Si sólo se da esta opción, reprime o expresa, entonces yo sugeriría expresar. Pero ésta no es la verdadera elección; hay una tercera alternativa, mucho más importante que estas dos...

La indulgencia crea un hábito, la represión acumula el veneno en el interior. En indulgencia tú lanzas el veneno a otros, pero ellos no van a permanecer callados —te lo lanzarán de regreso. Se convierte en un combate: tú lanzas tu cólera a otros, ellos te lanzan su cólera —pero nadie recibe ayuda, todos resultan lastimados y heridos.

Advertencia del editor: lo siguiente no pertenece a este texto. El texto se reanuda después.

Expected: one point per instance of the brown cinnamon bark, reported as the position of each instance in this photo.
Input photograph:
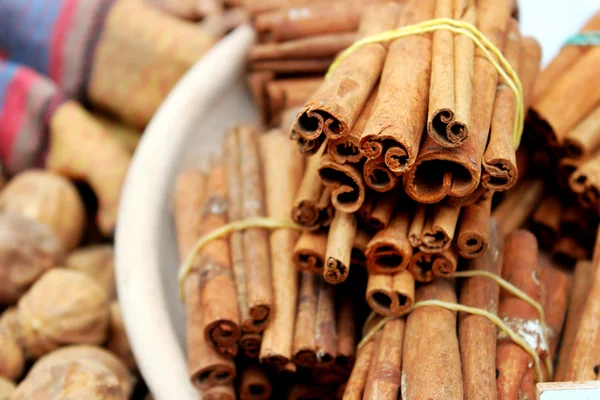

Y si reprimes... Debido a esta futilidad de la indulgencia, los sacerdotes inventaron la represión. Te mantiene fuera de peligro. La represión te hace un buen ciudadano, un caballero. Te mantiene fuera de los peligros de ser atrapado por la ley, de entrar en enemistad; te mantiene tranquilo. La represión te ayuda a volverte una persona social mejor, eso es cierto. Pero te hace una herida adentro, sólo una herida, y el pus va acumulándose en el interior. Al exterior funciona como un agente lubricante, pero por dentro te enfadas cada vez más.

Medita —meditación significa observación— y alcanzarás la libertad y la dicha".